De son côté, légalement interdite depuis le 31 mai 1991 par la Cour de cassation, et par la loi du 29 juillet 1994[2], la GPA fait polémique depuis de nombreuses années. Cela est dû au fait qu’une femme se prête à porter un enfant pour le compte d’une tierce personne, et à le remettre in fine aux parents d’intention (également dits parents sociaux, d’accueil ou commanditaires). Dans la pratique, la femme qui se prête à conduire la gestation peut fournir ses propres ovocytes —mère porteuse— ou bien se faire inséminer avec les gamètes d’une autre femme —mère de substitution— (Nyssens, 2005), ce qui distingue nommément la maternité pour autrui ou procréation pour autrui de la gestation pour autrui respectivement, même si dans les faits l’une et l’autre se confondent. Cela mène à une dissociation de la maternité qui se divise dès lors en maternité gestationnelle —gestatrice ou mère porteuse—, maternité génétique — donneuse d’ovule ou mère génitrice—et maternité d’intention —réceptrice ou mère d’intention[3]—.  Le contexte est variable et les enjeux importants —éthiques, culturels, médicaux, sociaux, politiques— puisqu’en droit français seule la femme qui accouche et qui porte l’enfant est la mère du point de vue juridique (Rodríguez Pedreira, 2017).

Proscrite sous toutes ses formes —lucrative et altruiste[4]— en France et dans plusieurs pays d’Europe occidentale—l’Espagne, la Suisse, l’Allemagne ou l’Italie— se pose le problème juridique de la reconnaissance de l’enfant lorsque l’AMP est menée dans un pays où la pratique est autorisée. Jusqu’à il y a peu, la France refusait de reconnaitre légalement ce lien de filiation aux parents sociaux, mais la dernière résolution de la Cour de cassation (arrêt du 18 décembre 2019) autorise la régularisation envers le premier parent —père social biologique ou mère qui accouche à la suite d’une insémination avec donneur anonyme—tandis que le second le devient par adoption.
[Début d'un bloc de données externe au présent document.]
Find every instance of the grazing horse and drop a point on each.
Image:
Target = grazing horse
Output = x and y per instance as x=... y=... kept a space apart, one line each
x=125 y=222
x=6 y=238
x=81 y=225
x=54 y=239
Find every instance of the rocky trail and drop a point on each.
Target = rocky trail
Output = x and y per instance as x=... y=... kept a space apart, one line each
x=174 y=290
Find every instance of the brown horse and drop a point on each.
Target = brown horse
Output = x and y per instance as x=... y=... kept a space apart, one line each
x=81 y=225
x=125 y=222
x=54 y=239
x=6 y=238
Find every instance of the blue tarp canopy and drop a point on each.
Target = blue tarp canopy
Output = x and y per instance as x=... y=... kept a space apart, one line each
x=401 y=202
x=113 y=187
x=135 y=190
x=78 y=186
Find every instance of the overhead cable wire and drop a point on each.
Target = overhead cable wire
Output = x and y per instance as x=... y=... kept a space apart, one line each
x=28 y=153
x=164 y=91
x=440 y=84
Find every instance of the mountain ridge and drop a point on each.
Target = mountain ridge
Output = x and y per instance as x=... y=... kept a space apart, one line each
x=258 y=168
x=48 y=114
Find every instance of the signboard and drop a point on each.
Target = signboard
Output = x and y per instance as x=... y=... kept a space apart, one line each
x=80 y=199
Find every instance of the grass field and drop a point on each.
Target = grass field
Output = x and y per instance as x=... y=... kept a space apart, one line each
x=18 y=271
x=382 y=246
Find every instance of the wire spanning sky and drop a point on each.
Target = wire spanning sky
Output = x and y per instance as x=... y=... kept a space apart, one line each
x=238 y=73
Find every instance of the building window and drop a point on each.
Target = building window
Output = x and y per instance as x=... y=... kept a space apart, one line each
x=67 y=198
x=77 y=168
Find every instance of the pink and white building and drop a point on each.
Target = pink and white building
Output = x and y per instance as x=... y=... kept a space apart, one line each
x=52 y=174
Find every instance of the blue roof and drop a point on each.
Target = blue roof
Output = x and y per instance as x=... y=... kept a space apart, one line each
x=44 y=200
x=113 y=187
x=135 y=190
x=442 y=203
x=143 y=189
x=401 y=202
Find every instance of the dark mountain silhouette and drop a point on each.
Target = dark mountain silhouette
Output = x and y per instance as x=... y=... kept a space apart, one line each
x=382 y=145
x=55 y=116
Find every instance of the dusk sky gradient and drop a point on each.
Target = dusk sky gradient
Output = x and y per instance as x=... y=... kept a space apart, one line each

Ainsi, le lien de filiation peut être juridiquement établi indépendamment du mode de conception de l’enfant (Vedel, 2018, p. 1039), ce qui, croit-on, n’est pas à même de faire obstacle au tourisme procréatif, puisque le projet parental peut débuter à l’étranger — par la conception et, s’il y a lieu, l’accouchement— et s’achever en France —par l’établissement du lien de filiation—. Au demeurant, ainsi que le manifestent Rozée & de La Rochebrochard (2021), du fait que la nouvelle loi de bioéthique laisse de côté les couples homosexuels et les transgenres, et que les listes d’attentes pour la prise en charge médicale sont longues, il n’est pas clair que la pratique de ladite loi puisse contribuer à réduire massivement le tourisme de procréation : « Tous ces éléments semblent indiquer que l’AMP transnationale va perdurer en France, même après la mise en application de la nouvelle loi de bioéthique » (Rozée & de La Rochebrochard, 2021, § 18).

2. Tourisme procréatif : définition et dénomination

Au fur et à mesure des avancées technologiques, scientifiques, sociétales et médicales surgit un phénomène que Lemouland (2001, p. 24) baptise tourisme procréatif, en référence aux déplacements transfrontaliers des patients qui se soumettent aux techniques de procréation assistée proscrites dans leurs pays d’origine. Brunetti-Pons (2016, p. 250) définit la notion comme « le cas dans lequel des ressortissants français font un court séjour à l’étranger dans le but d’obtenir la naissance ou la conception d’un enfant par des pratiques qui sont interdites ou plus strictement conditionnées en France ».

Parallèlement au développement du fait, émergent différentes expressions servant à le désigner, les unes plus explicites que les autres, selon le type de représentation que les sujets ont du phénomène, très souvent à partir de leurs connaissances, expériences ou courants de pensée (cf. § 3). Pour n’en citer que quelques-unes, on retrouve les noms de procreation shopping (Vedel, 2018), délocalisation procréative (Brunet, 2012 citée dans Mollard, 2017), law shopping (Bosse-Platière, 2006), baby business (« negocio de los bebés »), baby market (« mercado de los bebés ») (Paricard, 2015).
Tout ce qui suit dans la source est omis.